カンヌ監督週間 in TOKIO 2024にて『グッド・ワン』を観た。ケリー・ライカート『オールド・ジョイ』を彷彿させるマイナスイオン漂う苦き一本であり、インディア・ドナルドソン監督に期待が高まった。
『グッド・ワン』あらすじ
17歳の少女が父とその友人との山登りに付き合う。山の経験のある父娘は、不慣れな友人をからかいながら、3人で和やかに自然を楽しむ。しかし少女は次第に大人とのずれを意識していく…。些細だが軽はずみな言動によって揺れていくティーンの繊細な内面を丁寧に掬い上げ、ナチュラルなタッチが抜群のセンスを感じさせるドナルドソン監督の長編デビュー作。「良い子」のイメージを押し付けられる少女を鮮やかに演じた主演のリリー・コリアスにも注目。
傷を舐め合う男の対象とは?
サムは父と友人に連れられ、ゆるキャンに繰り出す。美しい森林、そして川を繊細なライティング色彩調整で捉え、家族や仕事、人生に悩める男たちは束の間の癒しを謳歌する。ただ、スマホによる連絡や雑念がノイズとなりほろ苦い空気が隙あらば侵入してくる。

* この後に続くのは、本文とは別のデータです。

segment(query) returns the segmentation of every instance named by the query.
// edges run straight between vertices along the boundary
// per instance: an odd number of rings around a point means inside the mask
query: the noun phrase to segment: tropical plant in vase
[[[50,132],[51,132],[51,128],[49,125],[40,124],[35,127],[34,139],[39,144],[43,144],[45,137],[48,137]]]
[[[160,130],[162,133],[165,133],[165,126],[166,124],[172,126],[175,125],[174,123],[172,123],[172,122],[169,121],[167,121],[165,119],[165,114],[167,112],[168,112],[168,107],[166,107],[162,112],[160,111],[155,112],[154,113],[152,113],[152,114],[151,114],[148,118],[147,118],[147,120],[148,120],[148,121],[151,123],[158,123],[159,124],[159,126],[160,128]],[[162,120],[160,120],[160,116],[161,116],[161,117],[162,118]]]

そんな中、「グッド・ワン(=いい子)」であろうとするサムは、傷を舐め合う男たちのためにテントを立てたり、飯を作ったりする。本当はあまり気乗りじゃないし、モヤモヤする旅。でも我慢して父に尽くそうとするのだ。
そんな中、父の友人に「寝よう」と一線を超えたセクハラを受けそうになる。父にそれを話すのだが、手ごたえがなくショックを受けて一人で旅を続ける。あまりにもグロテスクな展開だが、映画は爆発することなく、親密な一手を投じる。これは解釈が分かれるところであるが、彼女を「グッド・ワン」に留めるための一手に感じた。しかし、いくらその段階で父がこっそり理解を示した(=彼女の怒りを受け止めた)とはいえ、時すでに遅しだろう。
この手遅れな肌触りも『オールド・ジョイ』に近いものがある。